If you haven’t read the story,  you should – so  I won’t add a spoiler, but it’s not what you’d expect.

That story was originally published in The New Yorker in 1948 and it still has power. Readers were shocked, wrote angry letters, canceled their subscriptions.

But she has other stories and books that readers should try.  Her novel The Haunting of Hill House
is a good haunted house book. What I like about her is that she often takes ordinary people in realistic settings and tells a tale of horror and the occult.

In Hill House, there are four characters – an occult scholar, his assistant, a sad young woman with some poltergeist experience and the future heir of Hill House. It turns out that the house has plans to make one of them its own.

I used to offer Jackson’s We Have Always Lived in the Castle as outside reading when I taught middle school. I don’t who had the book approved and bought a box of copies before I arrived at the school, but I was easily able to seduce students into reading the novel by implying that we shouldn’t be reading it for school.


In this novel, the strange but not haunted castle is Blackwood House. The girl who narrates, Merricat, tells a tale that is described on book jackets as macabre and sinister and humorous.

Merricat is a character that I found middle school girls really liked. She has created an odd world with her own rules.

My students assumed that her use of magic and the buried talismanic objects and ones she attached to trees and her rituals and the talk of poisoned relatives was the truth. Ah, the unreliable narrator.

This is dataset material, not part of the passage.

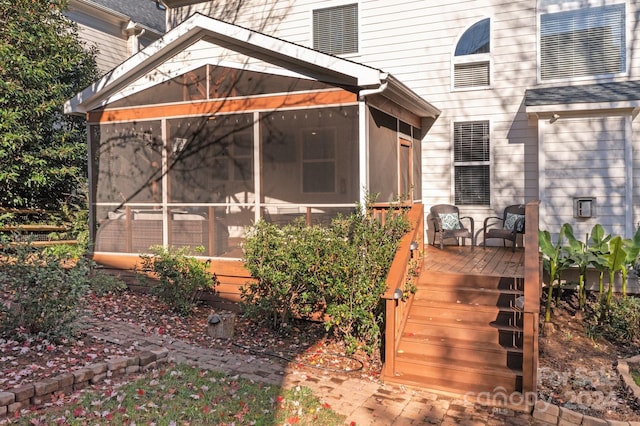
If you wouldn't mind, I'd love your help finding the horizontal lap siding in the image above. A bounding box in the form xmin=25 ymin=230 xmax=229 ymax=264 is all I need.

I think middle schoolers are ripe for a strange family in the strange house that is viewed with distrust and some hostility by neighbors and other villagers.  The neighbors don’t actually see anything paranormal going on – just a weird family. The reader starts to wonder what is the truth.

Then Merricat’s little world is invaded by cousin Charles, who seems to want to grab hold of the Blackwood “fortune.” He undoes her spells and digs up her treasures and she gets desperate.

My young teenaged students seemed to really connect with being seen as strange or being the outsider. Maybe they didn’t cope or fight like Merricat, but they know her fight. So, the novel’s conclusion seem tragic.

Shirley is a strange writer. I mean that in a good way. But Shirley Jackson also wrote some light, humorous tales about family life. She wrote Life Among the Savages and Raising Demons. She was a mom with four children and not some dark, disturbed woman. She wrote at night after her mothering work was done.

Maybe it was the night that took her off into that other directions. Maybe it was escape from those daytime “demons” she was raising.  Maybe she had a rough time in 8th grade.